Les services de renseignement américains ont recueilli l'an dernier des informations selon lesquelles des juristes de l'armée israélienne auraient averti qu'il existait des éléments pouvant étayer des accusations de crimes de guerre contre Israël, dans le cadre de sa campagne militaire à Gaza - des opérations reposant sur des armes fournies par les États-Unis, ont déclaré cinq anciens responsables américains.

Ces renseignements, jusqu'ici non rapportés, ont été décrits par les anciens responsables comme parmi les plus saisissants partagés avec les principaux décideurs américains durant la guerre. Ils révélaient des doutes internes au sein de l'armée israélienne quant à la légalité de ses tactiques, en contraste marqué avec la position publique d'Israël qui défendait ses actions.

Deux des anciens responsables américains ont précisé que ces informations n'avaient pas circulé largement au sein du gouvernement américain avant la fin du mandat de Joe Biden, lorsqu'elles ont été diffusées plus largement à l'approche d'un briefing au Congrès en décembre 2024.

Ces renseignements ont accentué les inquiétudes à Washington concernant la conduite d'Israël dans une guerre que l'État hébreu jugeait nécessaire pour éliminer les combattants palestiniens du Hamas, retranchés dans des infrastructures civiles - le même groupe dont l'attaque du 7 octobre 2023 contre Israël a déclenché le conflit. Des préoccupations subsistaient quant au fait qu'Israël aurait pu cibler intentionnellement des civils et des travailleurs humanitaires, ce qui constituerait un crime de guerre, accusation qu'Israël a catégoriquement rejetée.

Les responsables américains se sont dits alarmés par ces conclusions, d'autant que le nombre croissant de victimes civiles à Gaza soulevait des doutes sur le respect par Israël des normes juridiques internationales concernant les dommages collatéraux acceptables.

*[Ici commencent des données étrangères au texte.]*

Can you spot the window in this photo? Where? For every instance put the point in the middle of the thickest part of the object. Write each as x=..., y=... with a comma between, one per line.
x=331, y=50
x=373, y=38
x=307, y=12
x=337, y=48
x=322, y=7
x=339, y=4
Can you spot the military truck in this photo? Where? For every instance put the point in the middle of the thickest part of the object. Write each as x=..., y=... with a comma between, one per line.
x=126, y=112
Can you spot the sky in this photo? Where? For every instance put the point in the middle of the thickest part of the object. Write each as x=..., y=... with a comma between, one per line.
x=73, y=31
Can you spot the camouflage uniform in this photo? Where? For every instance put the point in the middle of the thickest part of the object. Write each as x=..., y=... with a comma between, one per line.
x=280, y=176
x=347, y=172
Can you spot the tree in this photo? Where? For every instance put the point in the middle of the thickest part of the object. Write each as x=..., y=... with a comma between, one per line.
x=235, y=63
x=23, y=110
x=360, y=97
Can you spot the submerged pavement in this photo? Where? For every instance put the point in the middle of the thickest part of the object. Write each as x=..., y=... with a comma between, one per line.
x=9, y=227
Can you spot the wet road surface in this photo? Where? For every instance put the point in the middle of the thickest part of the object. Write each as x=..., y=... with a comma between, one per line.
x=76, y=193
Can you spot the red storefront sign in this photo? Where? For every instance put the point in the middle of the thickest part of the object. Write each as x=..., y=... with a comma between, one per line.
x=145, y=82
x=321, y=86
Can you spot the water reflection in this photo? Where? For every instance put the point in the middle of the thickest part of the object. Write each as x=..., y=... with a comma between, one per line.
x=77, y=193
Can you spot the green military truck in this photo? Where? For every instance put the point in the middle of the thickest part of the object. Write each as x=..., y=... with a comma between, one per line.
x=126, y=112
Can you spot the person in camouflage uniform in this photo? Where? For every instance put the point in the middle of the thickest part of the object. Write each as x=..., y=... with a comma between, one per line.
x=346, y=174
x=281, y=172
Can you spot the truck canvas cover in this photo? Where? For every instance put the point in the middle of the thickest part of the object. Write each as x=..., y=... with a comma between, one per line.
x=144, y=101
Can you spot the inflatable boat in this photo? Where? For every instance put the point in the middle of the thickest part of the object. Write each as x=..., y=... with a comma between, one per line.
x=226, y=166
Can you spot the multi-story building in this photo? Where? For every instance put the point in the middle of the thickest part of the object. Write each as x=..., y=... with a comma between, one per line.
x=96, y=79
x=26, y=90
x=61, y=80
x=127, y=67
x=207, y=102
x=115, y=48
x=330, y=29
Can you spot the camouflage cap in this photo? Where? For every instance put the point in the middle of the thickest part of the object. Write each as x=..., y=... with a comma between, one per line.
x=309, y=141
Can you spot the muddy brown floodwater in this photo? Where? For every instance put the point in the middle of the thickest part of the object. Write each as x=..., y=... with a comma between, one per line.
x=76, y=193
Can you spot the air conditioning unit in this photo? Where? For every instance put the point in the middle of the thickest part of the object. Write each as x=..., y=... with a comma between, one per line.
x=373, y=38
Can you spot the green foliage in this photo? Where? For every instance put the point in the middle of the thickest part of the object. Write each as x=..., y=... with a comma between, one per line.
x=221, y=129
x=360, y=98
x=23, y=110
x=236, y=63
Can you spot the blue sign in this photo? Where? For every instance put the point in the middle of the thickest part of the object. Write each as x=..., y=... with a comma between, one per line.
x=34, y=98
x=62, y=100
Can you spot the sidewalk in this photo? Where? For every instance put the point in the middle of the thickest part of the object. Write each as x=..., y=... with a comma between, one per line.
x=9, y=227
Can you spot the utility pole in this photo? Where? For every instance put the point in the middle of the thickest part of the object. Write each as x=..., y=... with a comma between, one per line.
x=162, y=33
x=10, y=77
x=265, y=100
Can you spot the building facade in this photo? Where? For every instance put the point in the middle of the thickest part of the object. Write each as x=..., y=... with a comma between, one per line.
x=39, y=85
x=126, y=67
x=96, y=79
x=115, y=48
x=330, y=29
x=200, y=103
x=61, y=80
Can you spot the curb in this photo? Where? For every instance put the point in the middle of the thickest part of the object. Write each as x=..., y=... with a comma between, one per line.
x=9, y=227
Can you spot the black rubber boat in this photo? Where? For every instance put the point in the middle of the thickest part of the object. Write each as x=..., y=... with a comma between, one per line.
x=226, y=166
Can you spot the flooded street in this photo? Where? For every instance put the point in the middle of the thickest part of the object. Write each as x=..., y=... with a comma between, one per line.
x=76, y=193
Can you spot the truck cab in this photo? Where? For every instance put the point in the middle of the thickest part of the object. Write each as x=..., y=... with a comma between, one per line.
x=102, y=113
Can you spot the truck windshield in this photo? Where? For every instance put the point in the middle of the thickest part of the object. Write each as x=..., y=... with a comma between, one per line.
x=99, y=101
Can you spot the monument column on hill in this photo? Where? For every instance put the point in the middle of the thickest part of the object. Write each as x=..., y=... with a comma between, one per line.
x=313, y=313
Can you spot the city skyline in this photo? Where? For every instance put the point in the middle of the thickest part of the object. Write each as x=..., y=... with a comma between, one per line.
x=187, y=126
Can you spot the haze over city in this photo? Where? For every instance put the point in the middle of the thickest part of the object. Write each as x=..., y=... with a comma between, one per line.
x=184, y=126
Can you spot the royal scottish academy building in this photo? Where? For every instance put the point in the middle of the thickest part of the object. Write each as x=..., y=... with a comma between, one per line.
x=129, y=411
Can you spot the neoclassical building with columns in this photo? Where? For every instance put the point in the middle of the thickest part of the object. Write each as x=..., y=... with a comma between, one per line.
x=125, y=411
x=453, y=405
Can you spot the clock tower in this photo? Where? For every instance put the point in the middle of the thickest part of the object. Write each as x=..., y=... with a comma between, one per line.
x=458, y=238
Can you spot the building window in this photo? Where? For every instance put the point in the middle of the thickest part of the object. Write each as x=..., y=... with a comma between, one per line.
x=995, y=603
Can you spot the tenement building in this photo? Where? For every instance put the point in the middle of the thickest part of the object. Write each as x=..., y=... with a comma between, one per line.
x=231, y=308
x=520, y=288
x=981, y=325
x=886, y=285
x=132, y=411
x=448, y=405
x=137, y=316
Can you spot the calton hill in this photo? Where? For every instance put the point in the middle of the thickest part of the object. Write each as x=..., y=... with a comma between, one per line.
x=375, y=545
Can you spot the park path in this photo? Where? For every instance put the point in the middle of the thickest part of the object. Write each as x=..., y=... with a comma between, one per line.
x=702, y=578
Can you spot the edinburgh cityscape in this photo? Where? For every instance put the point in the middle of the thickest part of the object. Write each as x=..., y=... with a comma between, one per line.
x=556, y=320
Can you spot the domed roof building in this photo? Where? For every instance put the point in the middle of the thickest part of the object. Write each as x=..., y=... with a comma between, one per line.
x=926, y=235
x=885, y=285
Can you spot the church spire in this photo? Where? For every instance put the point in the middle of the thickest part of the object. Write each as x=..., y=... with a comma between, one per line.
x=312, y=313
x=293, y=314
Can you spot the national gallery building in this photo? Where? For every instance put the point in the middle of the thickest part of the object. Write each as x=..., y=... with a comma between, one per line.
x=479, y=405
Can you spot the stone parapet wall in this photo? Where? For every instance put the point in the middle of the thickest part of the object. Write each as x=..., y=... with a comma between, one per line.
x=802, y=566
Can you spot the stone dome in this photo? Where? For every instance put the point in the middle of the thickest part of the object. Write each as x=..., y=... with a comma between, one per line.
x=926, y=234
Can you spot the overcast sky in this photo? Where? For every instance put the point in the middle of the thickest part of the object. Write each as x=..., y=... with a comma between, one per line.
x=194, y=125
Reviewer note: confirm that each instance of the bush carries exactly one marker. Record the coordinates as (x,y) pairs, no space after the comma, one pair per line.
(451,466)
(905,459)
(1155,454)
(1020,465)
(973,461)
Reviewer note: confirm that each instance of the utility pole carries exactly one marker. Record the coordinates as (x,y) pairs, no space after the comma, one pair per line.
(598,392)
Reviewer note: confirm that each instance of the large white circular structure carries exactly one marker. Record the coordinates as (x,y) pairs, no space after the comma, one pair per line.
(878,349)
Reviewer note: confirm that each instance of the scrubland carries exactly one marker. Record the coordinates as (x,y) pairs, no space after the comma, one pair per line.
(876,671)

Les anciens responsables interrogés par Reuters n'ont pas fourni de détails sur les preuves précises - telles que des incidents spécifiques - qui auraient suscité l'inquiétude des juristes militaires israéliens.

Selon le ministère de la Santé de Gaza, Israël aurait tué plus de 68 000 Palestiniens au cours de deux années de campagne militaire. L'armée israélienne affirme, elle, qu'au moins 20 000 de ces victimes étaient des combattants.

Reuters s'est entretenu avec neuf anciens responsables américains de l'administration du président Joe Biden, dont six ayant eu une connaissance directe des renseignements et des débats internes qui ont suivi. Tous ont requis l'anonymat en raison de la sensibilité du dossier.

Des dissensions internes au sein du gouvernement américain concernant la campagne de Gaza avaient déjà émergé sous la présidence de Joe Biden. Ce récit, basé sur les souvenirs détaillés des personnes impliquées, offre un aperçu plus complet de l'intensité du débat lors des dernières semaines de l'administration, qui se sont achevées avec l'investiture du président Donald Trump en janvier.

L'ambassadeur d'Israël aux États-Unis, Yechiel Leiter, a refusé de commenter lorsque Reuters l'a interrogé sur les renseignements américains et le débat interne au sein de l'administration Biden. Ni le bureau du Premier ministre israélien ni le porte-parole de l'armée israélienne n'ont immédiatement répondu aux demandes de commentaires.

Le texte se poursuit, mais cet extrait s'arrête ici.